ウキウキモヤモヤな恋愛
──2曲目の“気になる週末”からしてまず。情熱的だけど内気な男子……男子の心情ですよね? それとポップなソウルアレンジとの違和感というか、こういうアレンジだからこそ言葉が際立ってくるというか。
「久しぶりにこういうライトソウルっていうか、ソウルっぽいものを作ってみたので、なんか恋愛の歌がいいなと思っていろいろ考えたんですけど、はじめはウキウキする恋愛の歌にしようと思って。でも、自分自身、そんなに恋愛でウキウキしないなと思って(笑)。
それで、いままであまりやったことないけど、作詞家の方に頼んでみようかなと思ってお声がけもしたんですが。今回はタイミングが合わず、じゃあ自分で書くかって」
──これは、高樹さんのリアルな部分だったりするんですか。学生時代とかの。
「リアルな部分が出てるのかわからないけど(笑)、ちょっとどうなってんのかなコレ、みたいな感じでモヤモヤしてる恋愛。ウキウキモヤモヤな感じですね」
──リアルだったかはさておき、高樹さんの学生時代だったらあり得そうって思われる情景ですね(笑)。
「まあ、楽しく書きました(笑)」
──高樹さんらしい曲だなと思って、よい曲がいっぱいある今回のアルバムのなかでも、個人的にはこの曲がいちばん好きだったりします。

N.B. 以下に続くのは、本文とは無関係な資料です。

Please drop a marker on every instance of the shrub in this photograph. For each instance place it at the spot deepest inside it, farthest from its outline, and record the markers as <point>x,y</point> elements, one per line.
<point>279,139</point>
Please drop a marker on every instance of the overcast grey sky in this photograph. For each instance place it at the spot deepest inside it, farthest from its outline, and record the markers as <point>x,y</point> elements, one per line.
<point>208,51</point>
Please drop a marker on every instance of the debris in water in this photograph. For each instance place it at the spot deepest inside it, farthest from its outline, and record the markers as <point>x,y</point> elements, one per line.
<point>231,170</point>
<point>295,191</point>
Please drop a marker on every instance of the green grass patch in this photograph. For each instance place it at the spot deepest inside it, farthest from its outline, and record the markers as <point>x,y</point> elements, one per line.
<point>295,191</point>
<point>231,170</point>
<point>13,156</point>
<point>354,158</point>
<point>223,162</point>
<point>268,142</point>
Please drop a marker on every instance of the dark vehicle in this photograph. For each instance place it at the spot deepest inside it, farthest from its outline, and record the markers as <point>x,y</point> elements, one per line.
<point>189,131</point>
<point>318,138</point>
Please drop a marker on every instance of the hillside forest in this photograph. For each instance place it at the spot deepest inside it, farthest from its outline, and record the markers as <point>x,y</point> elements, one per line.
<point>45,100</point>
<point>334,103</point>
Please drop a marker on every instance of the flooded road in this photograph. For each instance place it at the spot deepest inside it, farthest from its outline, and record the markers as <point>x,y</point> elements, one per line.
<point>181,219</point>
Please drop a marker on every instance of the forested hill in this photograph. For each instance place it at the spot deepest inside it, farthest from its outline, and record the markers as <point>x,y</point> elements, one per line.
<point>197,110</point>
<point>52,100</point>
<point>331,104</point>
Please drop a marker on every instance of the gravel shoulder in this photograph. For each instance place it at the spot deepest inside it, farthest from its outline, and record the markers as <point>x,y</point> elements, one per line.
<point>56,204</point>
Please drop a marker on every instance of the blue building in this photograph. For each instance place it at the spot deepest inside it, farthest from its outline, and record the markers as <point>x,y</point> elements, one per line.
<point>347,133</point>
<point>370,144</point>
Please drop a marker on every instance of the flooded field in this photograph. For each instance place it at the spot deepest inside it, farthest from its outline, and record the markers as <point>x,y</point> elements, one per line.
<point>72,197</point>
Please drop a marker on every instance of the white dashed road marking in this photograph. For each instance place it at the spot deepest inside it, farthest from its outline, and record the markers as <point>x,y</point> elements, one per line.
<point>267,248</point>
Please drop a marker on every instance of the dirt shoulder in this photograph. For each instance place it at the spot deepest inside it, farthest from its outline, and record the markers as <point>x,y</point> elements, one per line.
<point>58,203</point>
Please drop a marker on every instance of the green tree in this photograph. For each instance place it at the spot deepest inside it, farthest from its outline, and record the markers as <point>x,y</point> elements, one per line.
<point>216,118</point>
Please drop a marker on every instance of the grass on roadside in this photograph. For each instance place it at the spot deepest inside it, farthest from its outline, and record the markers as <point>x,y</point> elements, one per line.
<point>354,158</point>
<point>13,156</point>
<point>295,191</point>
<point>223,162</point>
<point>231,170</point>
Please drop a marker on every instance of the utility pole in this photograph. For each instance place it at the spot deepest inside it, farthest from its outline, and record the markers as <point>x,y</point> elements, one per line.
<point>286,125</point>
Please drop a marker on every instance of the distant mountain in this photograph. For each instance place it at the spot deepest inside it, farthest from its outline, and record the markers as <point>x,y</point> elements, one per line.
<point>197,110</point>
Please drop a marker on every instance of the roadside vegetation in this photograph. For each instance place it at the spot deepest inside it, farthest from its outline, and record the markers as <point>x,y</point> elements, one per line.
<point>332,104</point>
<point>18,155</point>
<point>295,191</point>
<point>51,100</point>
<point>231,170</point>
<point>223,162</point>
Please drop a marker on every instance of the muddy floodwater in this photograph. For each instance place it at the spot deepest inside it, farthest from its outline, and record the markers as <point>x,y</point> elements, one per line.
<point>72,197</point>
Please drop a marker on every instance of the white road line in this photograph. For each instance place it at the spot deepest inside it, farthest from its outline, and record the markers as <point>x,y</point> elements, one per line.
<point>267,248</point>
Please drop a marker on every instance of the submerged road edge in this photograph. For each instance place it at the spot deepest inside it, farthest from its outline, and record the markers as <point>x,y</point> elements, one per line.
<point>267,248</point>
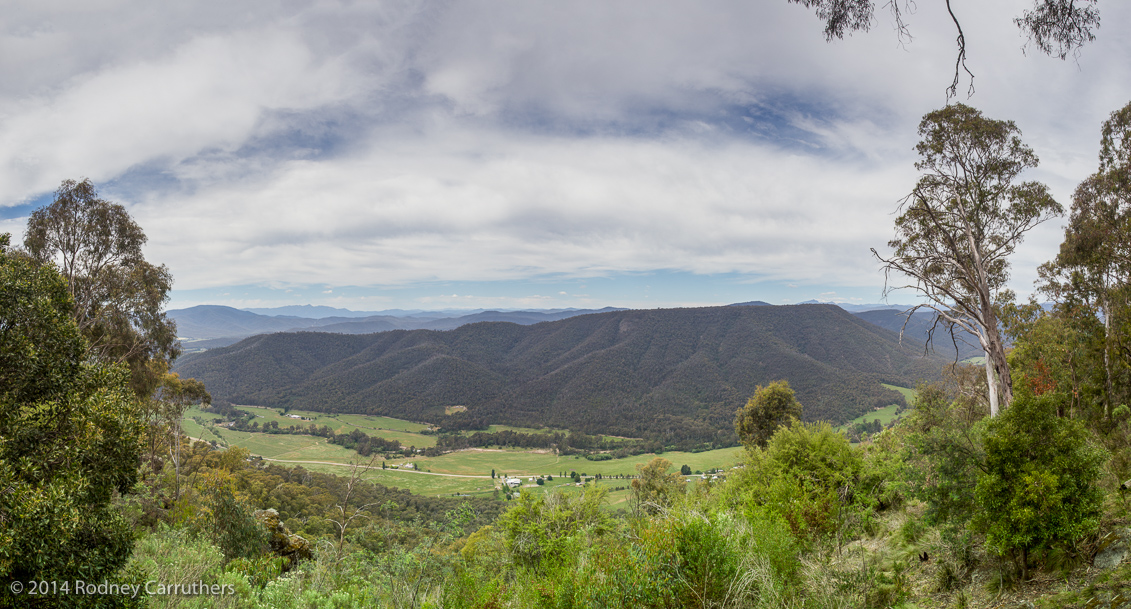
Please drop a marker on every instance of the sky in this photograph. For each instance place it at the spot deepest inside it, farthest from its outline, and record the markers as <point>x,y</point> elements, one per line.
<point>514,154</point>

これは昔から知ってる堀込高樹だ!……みたいな。
「そうですね、結構得意なパターン。弦楽のアレンジは、冨田恵一さんにお願いしてて。それもあって初期キリンジみたいな感じのテイストもありますし、そういえば最近こういうのやってないな、みたいなところもあります」
日本のトイレは綺麗、だけどインフラはぐずぐず
──そんな“気になる週末”があって、V6に提供していた“素敵な夜”。またこうやってセルフカバーしたのはどういう流れで?
「“どうして髭を?”※っていう、LAGHEADSの曲に参加して、あれがとてもおもしろかったんです。で、あのテンポ感のものが欲しいな、ああいうファンキーな感じが……あっ、V6のあの曲、あれをああいう感じでやったらいいんじゃないかと思って。それで、レコーディングもLAGHEADSのメンバー、山本連くんと伊吹文裕くんと宮川純くんにお願いして」
──おもしろいと言えば、次の“flush! flush! flush!”。トイレのことを歌ってるので、ヴィム・ヴェンダースの映画「PERFECT DAYS」からインスパイアされた曲なのかなと。
「そういうわけじゃないんだけど(笑)。よく言われてるじゃないですか、日本のトイレはクールだって。それをモチーフにして作ろうと思って、側はすごく綺麗だけど、インフラはぐずぐずなんです、みたいなところを盛り込んで。
はじめは、日本のトイレはクールだっていうことだけで1曲作ろうと思ったんですけど、そんなに歌うことないなぁってなって(笑)。じゃあ、ちょっとインフラにも突っ込んでいこうと思って、こういう感じになりました」
──途中のジャズコーラス的なハーモニーが、トイレの水がサーッと流れるときみたいに、さわやかな印象を受けます(笑)。こういう、ちょっと遊んだような歌詞に、ジャズっぽいコーラスとか、澄んだ印象のアレンジをつけたりするあたり、KIRINJIのひとつの真骨頂ですよね。
「こういう曲って、どんな歌詞を乗せたらいいのかなって。なんかユーモラスなもの以外思い浮かばなくて。こういったファンキーでニューウェーブ的なサウンドの場合、みんな何を歌ってるのかなって」
──たしかに、ファンキーな音楽をやってる方たちって、ユーモラスな日本語の歌詞を乗せる方が多い気がします。
「そうなりますよね。でも、本場(海外)の人たちはどういうことを歌ってるんだろうね」
──もっとどうでもいいことを歌ってそうですけど。
「そんな気がしますよね」
──サウンドだけで変態性を出してるから、歌詞にメッセージを持たせる必要もないってことなのかも知れません。